A pay raise is typically approved in the last quarter of the year and goes into effect the following January. The pay raises for civilian employees are split between “across-the-board” base pay raises and locality adjustments that vary by job and location.
Each General Schedule (GS) grade has 10 pay steps, each with a $1,634 salary increase. GS employees earn pay steps based on their work history and performance.
In addition, GS employees are paid extra for time-limited promotions, such as career-ladder or merit promotion plan. Some agencies also offer recruitment bonuses and relocation allowances to attract and retain talent in a particular position.
The total amount of a pay raise is often determined by combining the across-the-board base pay rise with any locality adjustment percentages. Those who receive a larger locality boost may have to adjust their salaries to keep pace with the average rate of inflation.

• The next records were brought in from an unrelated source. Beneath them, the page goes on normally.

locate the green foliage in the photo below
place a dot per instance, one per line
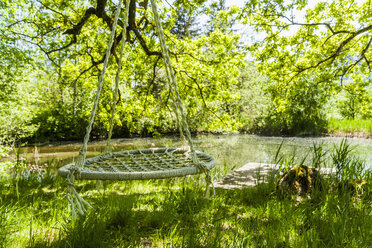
(355, 102)
(296, 108)
(304, 58)
(353, 127)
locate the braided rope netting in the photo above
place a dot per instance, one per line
(136, 164)
(140, 164)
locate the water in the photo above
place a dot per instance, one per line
(231, 151)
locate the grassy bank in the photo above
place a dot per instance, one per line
(358, 128)
(174, 213)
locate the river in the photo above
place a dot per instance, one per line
(231, 151)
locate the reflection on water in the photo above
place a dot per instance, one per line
(231, 151)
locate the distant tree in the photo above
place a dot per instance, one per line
(186, 25)
(307, 59)
(333, 40)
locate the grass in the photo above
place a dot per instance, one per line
(174, 213)
(362, 127)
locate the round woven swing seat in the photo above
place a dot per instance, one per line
(154, 163)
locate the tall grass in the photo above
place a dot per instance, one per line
(174, 213)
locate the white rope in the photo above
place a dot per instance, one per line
(181, 117)
(77, 202)
(117, 78)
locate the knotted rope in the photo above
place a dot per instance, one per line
(177, 103)
(77, 202)
(117, 77)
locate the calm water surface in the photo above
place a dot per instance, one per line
(231, 151)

As the President of the United States and Congress debate a possible pay increase for federal employees, there is a growing concern that the gap between what federal workers are paid compared to non-federal employees is too wide. The gap in pay between the two groups has grown to about five percent and is estimated to cost taxpayers more than $19.2 billion a year.
That’s why many Democratic lawmakers are calling on Congress to pass a law boosting Federal pay to an average of eight percent per year, or to eliminate the pay disparity altogether. A bill introduced by Congressman Gerry Connolly, D-Va., and Senator Brian Schatz, D-Hawaii, would do just that. It would also help close the pay gap for many more workers, including police officers and teachers.